Lander Gyselink : Oui

F.O. : Et j’étais déjà fatigué aujourd’hui.

L.G. : Oh, vraiment ?

F.O. : Oui, je suis trop crevé aujourd’hui.

L.G. : Pourquoi ?

F.O. : On fait trop de choses. On va dormir trop tard.

Ouais, et puis il y a la saison. Il fait froid, la pluie…

F.O. : Oui, peut-être.

Alors… Je suis Quentin, de Liège, je suis photographe et chroniqueur pour JazzMania, mais je suppose que vous savez tout ça. Je tiens tout d’abord à vous féliciter tous les deux pour la quantité impressionnante de projets dans lesquels vous vous impliquez.

F.O. : More is better !

Oui !

L.G. : Ça fait bizarre de se faire féliciter pour ça !

J’ai eu une petite discussion avec Jérémy Alonzi, de Experimental Tropic Blues Band et de plein d’autres projets. Il se définit comme un « Yes man », quelqu’un qui ne sait dire que « Oui ». Est-ce que c’est une des raisons pour lesquelles vous vous investissez dans autant de projets, parce que vous ne savez pas dire non ?

F.O. : Non, je pense que nous sommes tous les deux capables de dire non. Ça a sans doute pris plusieurs années pour apprendre ça, je pense qu’on est passés par là, et qu’à un moment, on ne savait pas dire non. Mais malgré tout, on est dans trop de trucs ! On dit quand même trop souvent oui !

L.G. : Je pense qu’on dit oui aux choses auxquelles on ne peut pas dire non, premièrement. Après, je pense qu’on dit oui parce qu’il y a de beaux projets qui viennent à nous. Nous avons cette chance qu’on nous offre ces opportunités qui nous empêchent de rester dans notre zone de confort, et là, c’est très difficile de dire non, parce que tu vois, et je crois qu’on est assez semblables de ce côté-là, il y a une opportunité d’évoluer en tant qu’artiste, d’exploiter de nouveaux mediums, de nouvelles approches, et c’est très difficile de dire non, parce que tu entrevois ce que tu vas pouvoir apprendre avec ce nouveau projet, de nouveaux instruments, une approche différente. Si tu as beaucoup de ce genre d’opportunités qui se présentent, alors c’est difficile de dire non. Mais pour de nouveaux groupes, c’est assez bien de dire non.

«C’est quand quelque chose ne fonctionne pas et que je dois faire en sorte que ça marche que je me sens bien.» (Fulco Ottervanger)

En fait, c’est exactement comme lui, vous ne vous investissez que dans des projets dans lesquels vous êtes vraiment intéressés, et vous avez cette chance qu’on ne vous propose que des projets susceptibles de vous intéresser.
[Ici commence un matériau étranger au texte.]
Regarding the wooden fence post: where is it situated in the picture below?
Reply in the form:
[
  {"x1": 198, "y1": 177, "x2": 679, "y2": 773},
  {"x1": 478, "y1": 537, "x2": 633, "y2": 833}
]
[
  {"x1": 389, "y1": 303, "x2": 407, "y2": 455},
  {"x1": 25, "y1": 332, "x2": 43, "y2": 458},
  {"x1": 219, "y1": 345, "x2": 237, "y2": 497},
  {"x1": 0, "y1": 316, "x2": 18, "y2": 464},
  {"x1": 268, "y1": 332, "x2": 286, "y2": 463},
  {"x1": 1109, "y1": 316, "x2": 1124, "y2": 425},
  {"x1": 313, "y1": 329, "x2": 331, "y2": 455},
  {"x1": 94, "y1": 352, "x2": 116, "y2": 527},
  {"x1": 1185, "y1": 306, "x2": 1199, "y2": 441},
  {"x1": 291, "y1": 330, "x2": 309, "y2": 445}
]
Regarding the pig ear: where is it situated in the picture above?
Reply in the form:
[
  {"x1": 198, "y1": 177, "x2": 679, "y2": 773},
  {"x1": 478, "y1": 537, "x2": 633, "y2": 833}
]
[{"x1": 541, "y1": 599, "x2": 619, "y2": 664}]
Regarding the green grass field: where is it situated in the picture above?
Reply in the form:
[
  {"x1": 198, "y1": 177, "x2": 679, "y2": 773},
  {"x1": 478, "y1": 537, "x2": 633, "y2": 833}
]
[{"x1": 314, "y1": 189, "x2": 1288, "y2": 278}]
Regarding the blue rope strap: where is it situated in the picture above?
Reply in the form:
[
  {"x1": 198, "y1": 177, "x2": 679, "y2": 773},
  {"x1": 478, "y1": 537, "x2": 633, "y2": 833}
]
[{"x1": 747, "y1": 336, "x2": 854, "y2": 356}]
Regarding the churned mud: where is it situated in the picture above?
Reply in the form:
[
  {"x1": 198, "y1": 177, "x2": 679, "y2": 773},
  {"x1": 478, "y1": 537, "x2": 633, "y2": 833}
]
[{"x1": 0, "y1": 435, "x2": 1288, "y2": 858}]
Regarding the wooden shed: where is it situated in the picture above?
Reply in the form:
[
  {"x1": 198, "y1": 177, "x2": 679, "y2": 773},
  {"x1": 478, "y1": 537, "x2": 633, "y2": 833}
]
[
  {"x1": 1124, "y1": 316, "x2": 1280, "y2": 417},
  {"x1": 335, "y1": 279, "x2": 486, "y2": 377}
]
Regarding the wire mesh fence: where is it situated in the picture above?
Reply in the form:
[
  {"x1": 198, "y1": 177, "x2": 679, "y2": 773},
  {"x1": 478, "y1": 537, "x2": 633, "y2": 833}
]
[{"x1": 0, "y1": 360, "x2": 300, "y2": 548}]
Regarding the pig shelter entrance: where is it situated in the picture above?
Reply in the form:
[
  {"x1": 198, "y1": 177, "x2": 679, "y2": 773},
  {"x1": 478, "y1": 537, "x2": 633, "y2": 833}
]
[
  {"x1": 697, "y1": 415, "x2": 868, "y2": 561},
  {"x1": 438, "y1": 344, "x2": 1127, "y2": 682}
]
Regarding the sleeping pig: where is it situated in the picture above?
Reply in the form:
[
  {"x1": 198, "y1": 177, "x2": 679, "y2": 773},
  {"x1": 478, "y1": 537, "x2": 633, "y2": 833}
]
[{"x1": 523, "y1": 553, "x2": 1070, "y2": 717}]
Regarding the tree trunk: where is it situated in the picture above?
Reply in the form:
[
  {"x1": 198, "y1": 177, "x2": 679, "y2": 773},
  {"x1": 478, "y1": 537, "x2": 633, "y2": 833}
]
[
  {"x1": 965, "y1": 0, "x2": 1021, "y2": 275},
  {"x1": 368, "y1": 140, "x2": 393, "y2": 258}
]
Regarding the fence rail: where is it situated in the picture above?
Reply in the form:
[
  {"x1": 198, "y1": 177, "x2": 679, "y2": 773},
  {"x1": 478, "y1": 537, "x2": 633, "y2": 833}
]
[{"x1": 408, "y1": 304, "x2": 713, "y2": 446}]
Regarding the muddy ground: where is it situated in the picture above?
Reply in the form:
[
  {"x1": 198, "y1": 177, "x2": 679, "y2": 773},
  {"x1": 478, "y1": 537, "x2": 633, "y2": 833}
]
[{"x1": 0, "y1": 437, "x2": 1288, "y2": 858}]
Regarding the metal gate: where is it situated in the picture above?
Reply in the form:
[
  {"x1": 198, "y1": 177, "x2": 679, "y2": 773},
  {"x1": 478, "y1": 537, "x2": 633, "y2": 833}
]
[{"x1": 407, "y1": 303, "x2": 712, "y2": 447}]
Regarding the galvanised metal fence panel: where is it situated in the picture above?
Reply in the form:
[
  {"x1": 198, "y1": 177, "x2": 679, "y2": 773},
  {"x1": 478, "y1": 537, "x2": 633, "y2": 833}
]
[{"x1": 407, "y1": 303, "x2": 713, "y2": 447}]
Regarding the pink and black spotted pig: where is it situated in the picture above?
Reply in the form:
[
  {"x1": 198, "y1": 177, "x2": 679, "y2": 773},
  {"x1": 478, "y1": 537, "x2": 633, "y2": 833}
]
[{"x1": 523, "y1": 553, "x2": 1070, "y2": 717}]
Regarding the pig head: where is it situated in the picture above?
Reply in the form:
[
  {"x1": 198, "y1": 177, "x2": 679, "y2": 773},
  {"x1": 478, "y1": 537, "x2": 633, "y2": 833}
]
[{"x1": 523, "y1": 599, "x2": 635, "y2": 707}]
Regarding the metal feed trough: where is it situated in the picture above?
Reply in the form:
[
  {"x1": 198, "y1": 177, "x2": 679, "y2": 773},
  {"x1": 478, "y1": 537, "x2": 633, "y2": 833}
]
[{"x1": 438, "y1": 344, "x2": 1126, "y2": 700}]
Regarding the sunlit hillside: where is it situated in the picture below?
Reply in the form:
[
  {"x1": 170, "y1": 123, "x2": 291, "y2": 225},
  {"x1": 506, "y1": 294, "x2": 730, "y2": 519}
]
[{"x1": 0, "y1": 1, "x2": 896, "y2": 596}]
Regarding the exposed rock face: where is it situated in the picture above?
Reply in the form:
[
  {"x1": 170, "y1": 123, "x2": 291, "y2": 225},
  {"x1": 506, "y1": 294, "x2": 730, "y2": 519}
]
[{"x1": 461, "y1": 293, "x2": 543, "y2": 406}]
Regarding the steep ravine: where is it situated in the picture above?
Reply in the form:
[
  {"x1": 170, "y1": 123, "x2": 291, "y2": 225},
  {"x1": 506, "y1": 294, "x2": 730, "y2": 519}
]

F.O. : Si on nous propose un projet dans lequel on n’est pas intéressés, on dit non. Et pour finir, je voudrais rebondir sur « des projets qui nous maintiennent hors de notre zone de confort », des projets qui nous permettent d’apprendre : mais C’EST notre zone de confort. Pour moi, d’une certaine manière, c’est quand quelque chose ne fonctionne pas et que je dois faire en sorte que ça marche que je me sens bien. Il est là, le confort pour moi. Ça vous rend créatif. Ça demande une grande créativité.

Vous jouez dans de nombreux styles, qui vont du free jazz à des choses beaucoup plus « carrées », comme Lander & Adriaan, qui est beaucoup plus « dancefloorable », attention, ce n’est pas une insulte, c’est simplement que les rythmes sont beaucoup plus simples à lire pour le commun des mortels. Comment est-ce que vous gérez la grande variété de styles ? Est-ce que vous devez segmenter tout ou est-ce que tout se fond en une seule source où vous allez puiser de projet en projet ?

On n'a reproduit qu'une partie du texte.